Joyce Carter kindly contacted me with these memories of her time living in Eashing Park. The words are copyright to her and I am very grateful to Mrs Carter for sharing them.
I lived there as a small child in the last phase of its existence. It had been requisitioned during WWII, and after use by Canadian troops, I believe, was then handed to the local council and divided into flats to help ease the post-war housing shortage. My family was among the last to be moved out, in (I think) June of 1956. The house was being handed back to Farmer Stovold, the landowner, to be demolished.
We were on the ground floor: our living room was the main part of the ballroom, with the kitchen partitioned off in one corner, and the neighbour's children's bedroom off the other end, my parents' bedroom and the bathroom had been the drawing room, and my bedroom had been Lady Antrim's boudoir. (My family enjoyed folk dancing, and once held a folk dance in our living room - certainly the last dance in Eashing's ballroom.) All the rooms had 14-foot ceilings with plaster mouldings, and sash windows from ground level rising almost that high.
The name 'Eashing Park' for the house continued in our day, interchangeably with 'Eashing House'. Someone once called on my mother with some documents to sign, and she pointed out one place where it said 'Eashing Bark House', joking, 'Are we in disgrace? They think we live in the doghouse,' and the man replied, utterly straight-faced, 'No, madam, that will have been a typing error.'
To add a little to your knowledge of the last days...

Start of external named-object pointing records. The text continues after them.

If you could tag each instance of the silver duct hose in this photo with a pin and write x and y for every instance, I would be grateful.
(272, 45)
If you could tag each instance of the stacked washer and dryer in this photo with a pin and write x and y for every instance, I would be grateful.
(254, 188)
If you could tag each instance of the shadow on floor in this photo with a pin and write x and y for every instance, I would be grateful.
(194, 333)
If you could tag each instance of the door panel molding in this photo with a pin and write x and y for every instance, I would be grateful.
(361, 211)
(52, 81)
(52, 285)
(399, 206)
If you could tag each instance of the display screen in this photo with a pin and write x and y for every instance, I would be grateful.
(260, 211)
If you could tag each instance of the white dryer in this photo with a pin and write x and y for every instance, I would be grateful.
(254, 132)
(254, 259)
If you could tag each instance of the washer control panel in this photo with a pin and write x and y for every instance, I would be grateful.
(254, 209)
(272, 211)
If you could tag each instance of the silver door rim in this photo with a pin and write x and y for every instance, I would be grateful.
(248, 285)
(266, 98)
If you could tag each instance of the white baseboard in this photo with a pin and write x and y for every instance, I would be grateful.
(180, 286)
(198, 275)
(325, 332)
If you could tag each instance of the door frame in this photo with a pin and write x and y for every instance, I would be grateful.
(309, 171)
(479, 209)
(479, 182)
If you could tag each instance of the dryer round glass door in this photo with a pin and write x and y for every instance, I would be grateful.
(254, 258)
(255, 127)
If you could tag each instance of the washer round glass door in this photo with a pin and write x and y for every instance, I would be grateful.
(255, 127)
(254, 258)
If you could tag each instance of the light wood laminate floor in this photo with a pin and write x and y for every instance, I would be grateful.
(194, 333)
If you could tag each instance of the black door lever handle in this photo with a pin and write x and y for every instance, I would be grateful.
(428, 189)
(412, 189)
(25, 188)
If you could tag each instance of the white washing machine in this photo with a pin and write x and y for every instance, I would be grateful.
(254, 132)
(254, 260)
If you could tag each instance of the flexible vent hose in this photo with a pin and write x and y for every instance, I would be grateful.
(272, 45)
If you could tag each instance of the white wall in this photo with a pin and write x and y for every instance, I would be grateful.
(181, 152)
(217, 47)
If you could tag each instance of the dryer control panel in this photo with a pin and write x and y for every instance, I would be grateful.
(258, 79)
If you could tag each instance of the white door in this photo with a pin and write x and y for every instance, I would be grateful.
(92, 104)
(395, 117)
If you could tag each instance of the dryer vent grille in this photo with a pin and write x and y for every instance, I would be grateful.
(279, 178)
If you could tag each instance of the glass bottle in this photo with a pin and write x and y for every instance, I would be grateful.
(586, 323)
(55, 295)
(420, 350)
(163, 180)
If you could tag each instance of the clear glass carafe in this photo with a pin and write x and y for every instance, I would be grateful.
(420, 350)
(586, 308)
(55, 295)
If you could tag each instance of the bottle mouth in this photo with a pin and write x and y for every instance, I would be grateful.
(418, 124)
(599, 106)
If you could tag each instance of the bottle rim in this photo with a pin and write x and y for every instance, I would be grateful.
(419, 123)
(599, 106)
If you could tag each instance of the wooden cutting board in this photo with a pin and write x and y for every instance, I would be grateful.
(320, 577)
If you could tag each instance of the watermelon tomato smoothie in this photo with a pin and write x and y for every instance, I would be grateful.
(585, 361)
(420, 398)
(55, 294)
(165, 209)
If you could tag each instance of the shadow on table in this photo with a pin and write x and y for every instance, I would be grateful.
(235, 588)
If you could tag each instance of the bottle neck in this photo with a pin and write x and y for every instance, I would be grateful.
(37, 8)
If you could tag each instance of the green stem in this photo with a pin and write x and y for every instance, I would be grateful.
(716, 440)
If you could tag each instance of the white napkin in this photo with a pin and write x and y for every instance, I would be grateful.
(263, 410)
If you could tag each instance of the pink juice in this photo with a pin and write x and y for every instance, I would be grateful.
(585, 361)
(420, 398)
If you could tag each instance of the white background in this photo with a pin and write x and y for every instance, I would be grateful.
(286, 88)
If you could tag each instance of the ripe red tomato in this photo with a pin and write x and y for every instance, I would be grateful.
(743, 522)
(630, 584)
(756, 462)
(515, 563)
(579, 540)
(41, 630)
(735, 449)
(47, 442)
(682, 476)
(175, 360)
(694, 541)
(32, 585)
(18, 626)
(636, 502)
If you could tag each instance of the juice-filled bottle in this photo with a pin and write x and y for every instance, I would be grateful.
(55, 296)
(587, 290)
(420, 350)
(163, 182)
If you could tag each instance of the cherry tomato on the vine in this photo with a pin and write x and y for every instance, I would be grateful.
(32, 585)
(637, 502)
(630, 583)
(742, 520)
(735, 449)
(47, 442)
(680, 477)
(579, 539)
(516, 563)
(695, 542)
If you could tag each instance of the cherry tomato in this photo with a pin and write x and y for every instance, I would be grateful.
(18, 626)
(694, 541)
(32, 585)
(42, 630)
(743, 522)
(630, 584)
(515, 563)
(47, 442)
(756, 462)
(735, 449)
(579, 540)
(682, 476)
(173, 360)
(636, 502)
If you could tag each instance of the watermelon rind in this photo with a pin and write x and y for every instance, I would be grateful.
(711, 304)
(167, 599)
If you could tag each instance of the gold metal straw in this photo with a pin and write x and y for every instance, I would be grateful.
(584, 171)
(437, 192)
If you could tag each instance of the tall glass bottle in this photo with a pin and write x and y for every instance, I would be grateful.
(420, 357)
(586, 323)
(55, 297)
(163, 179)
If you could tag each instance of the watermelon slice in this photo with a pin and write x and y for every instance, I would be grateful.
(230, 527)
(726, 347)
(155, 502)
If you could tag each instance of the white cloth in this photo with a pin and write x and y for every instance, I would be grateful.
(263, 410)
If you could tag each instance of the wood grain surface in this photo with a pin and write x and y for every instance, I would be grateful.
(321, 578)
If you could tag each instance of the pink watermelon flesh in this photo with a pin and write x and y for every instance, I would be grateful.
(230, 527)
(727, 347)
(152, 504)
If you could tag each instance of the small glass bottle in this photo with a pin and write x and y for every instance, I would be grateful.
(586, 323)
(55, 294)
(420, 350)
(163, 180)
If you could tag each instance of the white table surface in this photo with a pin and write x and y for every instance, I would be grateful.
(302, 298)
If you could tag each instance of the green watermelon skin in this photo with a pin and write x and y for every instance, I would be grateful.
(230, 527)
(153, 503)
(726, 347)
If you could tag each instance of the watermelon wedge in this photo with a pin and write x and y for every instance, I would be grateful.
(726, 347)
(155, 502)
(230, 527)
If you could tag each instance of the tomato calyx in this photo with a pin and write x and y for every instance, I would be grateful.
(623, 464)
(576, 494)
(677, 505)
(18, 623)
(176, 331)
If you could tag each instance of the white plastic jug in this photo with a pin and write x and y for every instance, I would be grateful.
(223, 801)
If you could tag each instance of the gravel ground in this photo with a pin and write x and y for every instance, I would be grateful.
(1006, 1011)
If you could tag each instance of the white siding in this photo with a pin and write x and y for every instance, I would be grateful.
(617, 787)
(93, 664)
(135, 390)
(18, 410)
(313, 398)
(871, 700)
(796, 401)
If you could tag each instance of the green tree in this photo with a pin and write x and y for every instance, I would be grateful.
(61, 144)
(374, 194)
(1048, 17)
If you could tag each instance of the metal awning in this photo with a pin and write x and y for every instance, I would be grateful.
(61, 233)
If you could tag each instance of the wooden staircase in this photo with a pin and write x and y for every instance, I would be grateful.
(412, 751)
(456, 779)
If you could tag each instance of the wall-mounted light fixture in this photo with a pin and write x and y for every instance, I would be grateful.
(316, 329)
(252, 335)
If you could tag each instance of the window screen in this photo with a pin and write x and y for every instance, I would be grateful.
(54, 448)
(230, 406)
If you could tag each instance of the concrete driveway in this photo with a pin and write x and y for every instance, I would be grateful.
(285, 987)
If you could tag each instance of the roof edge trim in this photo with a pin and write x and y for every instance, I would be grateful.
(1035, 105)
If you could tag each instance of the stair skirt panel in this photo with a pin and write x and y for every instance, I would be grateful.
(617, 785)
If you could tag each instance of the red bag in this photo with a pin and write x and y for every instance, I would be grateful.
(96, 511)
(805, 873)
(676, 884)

The formal gardens had been done away with, there was a broad sweep of plain, mown grass, about a road's width, immediately outside the house, then the rest of the space, out to the trees, was given over to gardens for the inhabitants of the flats. My father and mother raised vegetables and a few flowers just in front of that tree. Just beyond the trees, Farmer Stovold's fields began, and it was a great nuisance when he reared pigs over there, as the little ones used to get through the fence. It was VERY funny to see my mother chasing them along the rows of sprouts and cabbages, wielding the clothes prop, as they were clever enough to hide and come out behind her. My father complained of the damage, and the farmer sent an apology, and an invitation to pick as many vegetables as we wanted from another of his fields, off the lane between Eashing and Milford, which we did.
Over to the right of the house as seen in the Country Life picture, Stovold used to raise turkeys for the Christmas market, and in summer, this attracted so many flies - bluebottles - that it was a real trial. I remember our table at tea-time being laid with a big muslin cloth over the top of everything, food, place-settings and all, and putting my hand, with the rest of my sandwich or piece of cake, back in under the muslin while I ate, otherwise the flies would land on it. The turkeys were nervous creatures. In those days, the first trials of supersonic flight were being held, and the famous test pilot, Neville Duke, used a route which often passed overhead. There would be a window-rattling double bang as he broke the sound barrier, and all the turkeys gobbled in terrific panic every time, after which the farmer would arrive, cursing (we children learnt a bit from listening!), to pick up an armful that had dropped dead from fright.